Rising water bills - well done to Feargal Sharkey, Surfers Against Sewage

The Times suggests that water bills are going to have to rise, substantially:

Water companies are drawing up plans to increase household bills by up to 40 per cent to pay for the cost of tackling the sewage crisis and the consequences of climate change.

In a move that has alarmed ministers, England’s privatised utilities said that they needed the extra money to meet strict pollution targets.

We’d just like to say well done here, well done to Feargal Sharkey and Surfers Against Sewage. They, and others (Hello! to Mr. Monbiot), have been shouting that the rivers and oceans should be cleaner than they are. Well, maybe they should be.

But every benefit comes at a cost. It is not possible to have two entirely separate water drainage systems, one for sewage and the other for storm run off, without there being some expense associated with having two separate water drainage systems. That expense seems to be 40% on water bills.

No, there is no way out of this - there’re only us chickens here to pay those bills. It doesn’t matter whether it’s government or capitalists who fund the upgrades. Either the capitalists do and they make a return, the government does and it does, or government does then charges us the cost in our tax bills. The cost of that upgrade to the system is a few hundred pounds a year, forever, on every household bill for water, whether it appears directly on the water bill or not.

It’s even possible to suggest that perhaps we don’t in fact want to clean up the rivers. Sure there’s a joy in wild swimming in the river at Hebden Bridge. But perhaps 25 million households will baulk at each paying £250 a year for that to be possible - Hebdenites might need to use a swimming pool instead.

We could even call into evidence that standard economic observation, the difference between expressed and revealed preferences. Plenty of people will say they’d like cleaner rivers. But if they’ll not pay for it then they don’t really mean it, do they?

And again, we do insist that this is nothing, at all, to do with who owns, operates or funds the water system. If Britain wants cleaner rivers then Britain will have to pay for cleaner rivers.
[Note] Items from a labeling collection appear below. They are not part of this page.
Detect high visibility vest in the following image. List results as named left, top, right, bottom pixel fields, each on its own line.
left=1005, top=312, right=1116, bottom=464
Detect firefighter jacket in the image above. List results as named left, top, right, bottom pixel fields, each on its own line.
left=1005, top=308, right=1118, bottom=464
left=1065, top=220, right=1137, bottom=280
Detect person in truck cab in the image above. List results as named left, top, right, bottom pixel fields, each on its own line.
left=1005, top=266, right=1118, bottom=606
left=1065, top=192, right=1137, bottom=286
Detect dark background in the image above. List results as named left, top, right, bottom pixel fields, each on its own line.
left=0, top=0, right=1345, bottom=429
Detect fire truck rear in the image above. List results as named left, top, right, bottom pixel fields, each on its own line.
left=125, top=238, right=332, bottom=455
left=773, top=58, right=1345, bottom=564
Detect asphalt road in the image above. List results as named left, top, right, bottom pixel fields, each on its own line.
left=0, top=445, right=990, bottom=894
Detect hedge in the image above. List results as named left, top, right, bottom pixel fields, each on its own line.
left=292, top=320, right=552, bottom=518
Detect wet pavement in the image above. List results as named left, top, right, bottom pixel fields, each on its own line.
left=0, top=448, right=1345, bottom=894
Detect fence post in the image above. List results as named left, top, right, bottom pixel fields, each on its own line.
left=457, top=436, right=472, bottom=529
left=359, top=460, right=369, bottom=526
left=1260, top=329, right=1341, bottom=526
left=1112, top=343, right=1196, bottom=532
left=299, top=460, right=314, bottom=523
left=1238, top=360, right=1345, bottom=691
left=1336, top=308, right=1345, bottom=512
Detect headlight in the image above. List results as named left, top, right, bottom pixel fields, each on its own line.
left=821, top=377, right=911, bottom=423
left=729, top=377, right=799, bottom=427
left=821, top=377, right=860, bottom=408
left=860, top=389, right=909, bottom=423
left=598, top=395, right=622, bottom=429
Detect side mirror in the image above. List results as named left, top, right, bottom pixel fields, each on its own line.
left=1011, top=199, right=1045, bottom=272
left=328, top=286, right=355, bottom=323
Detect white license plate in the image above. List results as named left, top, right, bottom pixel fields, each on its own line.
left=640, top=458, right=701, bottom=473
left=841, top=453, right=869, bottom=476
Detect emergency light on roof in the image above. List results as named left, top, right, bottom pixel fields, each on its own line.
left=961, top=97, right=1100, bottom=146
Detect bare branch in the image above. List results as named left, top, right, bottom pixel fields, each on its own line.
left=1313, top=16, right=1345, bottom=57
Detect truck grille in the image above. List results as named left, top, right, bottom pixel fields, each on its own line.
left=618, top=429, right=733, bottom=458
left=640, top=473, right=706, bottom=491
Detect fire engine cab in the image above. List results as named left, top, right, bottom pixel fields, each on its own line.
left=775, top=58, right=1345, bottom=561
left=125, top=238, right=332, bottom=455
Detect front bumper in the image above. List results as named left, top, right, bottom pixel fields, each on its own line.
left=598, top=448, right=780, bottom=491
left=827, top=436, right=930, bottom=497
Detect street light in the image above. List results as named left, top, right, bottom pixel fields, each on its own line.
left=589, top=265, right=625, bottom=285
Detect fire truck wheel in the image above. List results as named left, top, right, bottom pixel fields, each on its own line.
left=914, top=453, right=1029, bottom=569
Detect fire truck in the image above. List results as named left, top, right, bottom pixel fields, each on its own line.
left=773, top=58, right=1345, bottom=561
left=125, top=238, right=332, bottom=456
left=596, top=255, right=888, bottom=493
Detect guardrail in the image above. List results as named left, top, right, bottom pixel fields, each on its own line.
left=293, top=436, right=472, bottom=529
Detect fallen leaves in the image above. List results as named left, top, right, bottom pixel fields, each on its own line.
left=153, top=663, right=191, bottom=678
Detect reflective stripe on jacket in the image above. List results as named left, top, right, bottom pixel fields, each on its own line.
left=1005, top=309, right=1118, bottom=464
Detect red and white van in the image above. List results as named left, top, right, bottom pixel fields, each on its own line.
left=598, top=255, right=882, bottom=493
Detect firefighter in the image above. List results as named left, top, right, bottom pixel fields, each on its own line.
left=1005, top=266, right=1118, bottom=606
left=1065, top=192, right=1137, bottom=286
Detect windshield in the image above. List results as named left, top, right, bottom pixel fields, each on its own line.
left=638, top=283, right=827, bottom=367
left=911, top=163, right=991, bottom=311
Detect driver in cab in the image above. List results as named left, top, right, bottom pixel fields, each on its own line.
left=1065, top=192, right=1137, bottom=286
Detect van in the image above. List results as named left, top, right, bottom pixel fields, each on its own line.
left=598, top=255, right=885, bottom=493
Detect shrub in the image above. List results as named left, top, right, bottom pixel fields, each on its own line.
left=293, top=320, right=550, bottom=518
The rises are due to be announced next year and could result in annual bills increasing from an average of about £450 to £680,

Hey, maybe people do want to pay this much. We do tend to doubt it though.

The larger point here being that there’s an optimal amount of pollution and it isn’t none. What that optimum is depends upon how much it costs to not have it as compared to how much people are willing to pay to not have it. That’s just how reality works. Sorry about that but there it is. Stuff costs money so, how much are you willing to pay to get what you say you want?